1. Help
This file describes how to use the items in the input form.
1.1. Input data
- Template(s): Paste one or more template structures with sequence(s) in FASTA format and structure(s) in dot-bracket format.
- Template(s) file: Provide a file with one or more template structures with sequences in FASTA format and structure in dot-bracket format.
If both inputs are used, the templates in the file are attached to the pasted templates.
- Query sequence(s): Paste sequence(s) in FASTA format, for which structures will be predicted.
For single sequences, the FASTA header can be omitted.
- Query sequence(s) file: Provide a file with sequences in FASTA format, for which structures will be predicted.
If both inputs are used, the sequences in the file are attached to the the pasted sequences.
1.2. Parameters
- Use all templates: Check this option when multiple templates are pasted to predict structure of each query sequence using each template.
E.g., if 3 templates are used, each query sequence will have 3 structures predicted by the 3 templates.
Note, that if the templates are different structures, the predicted query structures will differ.
If this option is not checked when multiple templates are pasted, structures are predicted using the most similar template for each query sequence.
The most similar template is identified based on sequence similarity between templates and query sequences.
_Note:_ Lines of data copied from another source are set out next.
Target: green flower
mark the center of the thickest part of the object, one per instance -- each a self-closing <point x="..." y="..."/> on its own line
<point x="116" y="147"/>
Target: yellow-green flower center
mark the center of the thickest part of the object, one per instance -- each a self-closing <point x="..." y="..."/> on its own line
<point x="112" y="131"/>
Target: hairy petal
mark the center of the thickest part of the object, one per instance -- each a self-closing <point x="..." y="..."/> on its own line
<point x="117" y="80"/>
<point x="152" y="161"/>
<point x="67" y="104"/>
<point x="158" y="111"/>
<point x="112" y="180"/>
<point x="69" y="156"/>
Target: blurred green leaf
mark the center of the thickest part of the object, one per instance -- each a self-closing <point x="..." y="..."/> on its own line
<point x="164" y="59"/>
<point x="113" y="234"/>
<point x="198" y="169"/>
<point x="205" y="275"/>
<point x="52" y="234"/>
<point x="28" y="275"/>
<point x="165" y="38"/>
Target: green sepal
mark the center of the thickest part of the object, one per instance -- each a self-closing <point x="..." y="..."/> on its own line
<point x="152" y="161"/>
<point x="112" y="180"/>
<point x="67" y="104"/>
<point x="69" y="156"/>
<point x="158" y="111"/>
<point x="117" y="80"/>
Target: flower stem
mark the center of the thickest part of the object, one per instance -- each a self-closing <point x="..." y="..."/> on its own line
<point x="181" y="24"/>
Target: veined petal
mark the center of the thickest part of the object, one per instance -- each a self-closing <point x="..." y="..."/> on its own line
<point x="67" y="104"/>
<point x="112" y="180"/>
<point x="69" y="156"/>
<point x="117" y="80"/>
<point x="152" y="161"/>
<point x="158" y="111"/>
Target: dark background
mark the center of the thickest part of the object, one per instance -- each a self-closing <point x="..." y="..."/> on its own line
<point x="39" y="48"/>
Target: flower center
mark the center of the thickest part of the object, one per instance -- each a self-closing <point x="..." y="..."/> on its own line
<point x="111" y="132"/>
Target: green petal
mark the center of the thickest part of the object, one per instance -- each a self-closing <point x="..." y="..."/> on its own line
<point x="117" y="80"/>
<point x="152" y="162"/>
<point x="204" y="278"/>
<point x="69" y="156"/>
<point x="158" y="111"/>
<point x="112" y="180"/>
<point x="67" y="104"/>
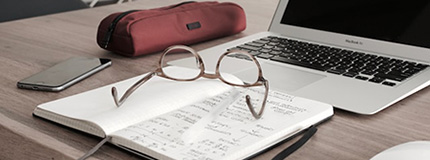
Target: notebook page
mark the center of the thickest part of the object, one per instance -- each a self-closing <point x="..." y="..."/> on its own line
<point x="155" y="97"/>
<point x="224" y="134"/>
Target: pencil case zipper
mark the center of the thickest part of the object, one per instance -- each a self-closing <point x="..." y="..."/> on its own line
<point x="114" y="23"/>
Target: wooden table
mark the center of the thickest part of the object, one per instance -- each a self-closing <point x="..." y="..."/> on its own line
<point x="31" y="45"/>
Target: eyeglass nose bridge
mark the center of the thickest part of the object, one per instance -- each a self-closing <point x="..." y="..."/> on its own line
<point x="210" y="75"/>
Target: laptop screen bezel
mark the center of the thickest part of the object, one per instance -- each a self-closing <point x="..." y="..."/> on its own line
<point x="415" y="53"/>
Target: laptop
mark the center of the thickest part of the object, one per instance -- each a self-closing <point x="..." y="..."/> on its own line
<point x="384" y="46"/>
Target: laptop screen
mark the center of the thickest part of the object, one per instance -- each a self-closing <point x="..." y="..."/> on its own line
<point x="399" y="21"/>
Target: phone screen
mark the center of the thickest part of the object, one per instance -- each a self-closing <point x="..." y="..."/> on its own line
<point x="64" y="74"/>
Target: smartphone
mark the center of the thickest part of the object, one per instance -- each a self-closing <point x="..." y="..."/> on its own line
<point x="64" y="74"/>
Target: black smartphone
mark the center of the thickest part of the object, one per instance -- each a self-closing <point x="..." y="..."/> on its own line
<point x="64" y="74"/>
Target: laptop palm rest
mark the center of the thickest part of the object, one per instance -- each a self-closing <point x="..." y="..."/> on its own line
<point x="288" y="79"/>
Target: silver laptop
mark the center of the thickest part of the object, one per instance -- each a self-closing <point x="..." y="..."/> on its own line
<point x="382" y="48"/>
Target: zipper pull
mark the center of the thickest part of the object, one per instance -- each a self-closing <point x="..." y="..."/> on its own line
<point x="108" y="35"/>
<point x="112" y="26"/>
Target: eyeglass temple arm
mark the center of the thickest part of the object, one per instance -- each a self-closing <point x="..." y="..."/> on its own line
<point x="130" y="90"/>
<point x="263" y="105"/>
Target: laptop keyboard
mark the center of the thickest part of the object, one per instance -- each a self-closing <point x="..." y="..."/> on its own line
<point x="353" y="64"/>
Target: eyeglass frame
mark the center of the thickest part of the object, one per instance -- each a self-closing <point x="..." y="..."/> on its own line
<point x="261" y="81"/>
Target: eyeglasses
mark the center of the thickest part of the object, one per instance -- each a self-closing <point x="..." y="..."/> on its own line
<point x="200" y="72"/>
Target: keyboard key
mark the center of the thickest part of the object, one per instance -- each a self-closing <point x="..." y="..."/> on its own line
<point x="350" y="74"/>
<point x="336" y="71"/>
<point x="376" y="79"/>
<point x="299" y="63"/>
<point x="389" y="83"/>
<point x="390" y="76"/>
<point x="361" y="78"/>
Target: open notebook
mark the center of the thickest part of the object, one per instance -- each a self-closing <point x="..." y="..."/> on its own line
<point x="202" y="119"/>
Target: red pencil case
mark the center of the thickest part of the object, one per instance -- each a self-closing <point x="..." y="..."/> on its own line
<point x="140" y="32"/>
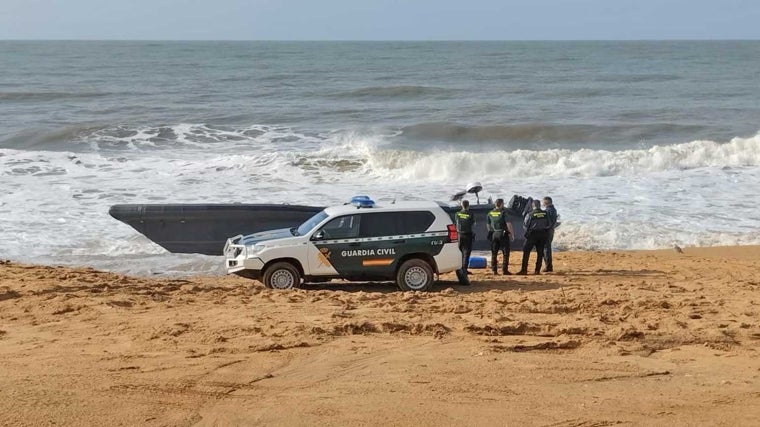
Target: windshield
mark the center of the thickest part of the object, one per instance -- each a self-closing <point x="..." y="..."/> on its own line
<point x="310" y="224"/>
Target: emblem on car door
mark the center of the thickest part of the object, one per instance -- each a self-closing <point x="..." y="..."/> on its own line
<point x="324" y="257"/>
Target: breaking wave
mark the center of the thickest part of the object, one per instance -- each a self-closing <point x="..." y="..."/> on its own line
<point x="452" y="132"/>
<point x="446" y="166"/>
- Hairpin threshold; stem threshold:
Choose the thresholds of the percentage of incorrect base pairs in the individual hairpins and stems of the predicted structure formed during copying of the template structure into the predicted structure due to low evolutionary conservation.
Hairpins and stems are predicted de novo, if their percentage is higher than the thresholds.
If the thresholds are 0%, the copied hairpins and stems can not include any incorrect base pair, otherwise are predicted de novo.
Therefore only the perfectly copied hairpins and stems, i.e. those that are evolutionarily conserved and identical between the template structure and the predicted structure, will not be predicted de novo.
If the thresholds are 100%, no copied hairpin and/or stem, respectively, will be predicted de novo, as they can contain 100% of incorrect base pairs.
The predicted structure then will consist entirely of the base pairs copied from the template structure.
For details, please, refer Panek et al. (2017).
The default value of the thresholds is 30% for hairpins and 20% for stems.
- Compute z-score: Choose if z-scores of the predicted structures should be generated from either 10 or 100 random structures.
z-score reports a biological reliability of the predicted structures based on bootstrapping with a sample of structures generated from randomly shuffled query sequences.
Reliable structures have z-scores ≥ 2.
For details, please, refer Panek et al. (2017) and
https://en.wikipedia.org/wiki/Standard_score.
Computing with 100 random structures can be slow for long RNA sequences, but gives better estimates of z-scores than computing with 10 random structures.
Nevertheless, z-scores estimated from 10 random structures are exact enough for most RNA structures.
1.3. Warnings and error messages
If unsupported characters occur in either input sequences or structures, warnings or error messages are displayed prior the prediction.
- Warnings: the actions that cause a warning is issued do not stop the prediction.
The cause of warning is corrected and prediction goes on.
The causes are:
- Unsupported characters in sequences and structure records.
They are removed and if their removal does not result into different length of sequences and structure records, the prediction goes on.
It is an user responsibility to check upon the warning whether the removal does not damage the input sequence.
The allowed characters in both sequences and structures are defined by both FASTA definition and dot-bracket format.
As pseudoknotted structures are not supported in this version of cpPredict, only ordinary brackets in the structure records are allowed.
- If multiple templates are used and some of them are invalid from the reasons described below (in the Error messages section), but not all, a warning is displayed and the prediction continues with the remaining templates.
- Error messages: the actions, which cause an error message is issued, stop the prediction, as they can not be corrected automatically.
The causes are:
- everything that causes different length of sequences and structure records for templates;
- ambiguous nucleotide characters are not allowed in the template sequence (though they are allowed by FASTA definition) from technical reasons;
- unclosed bracket in the template structure.
1.4. Nucleotide substitutions in input data
Ambiguous nucleotide characters (R, Y, K, M, S, W, B, D, H, V, N) are substituted by the most probable nucleotide according to the whole sequence context.
A message entitled "Substitutions" is displayed in the results that shows the substituted nucleotides.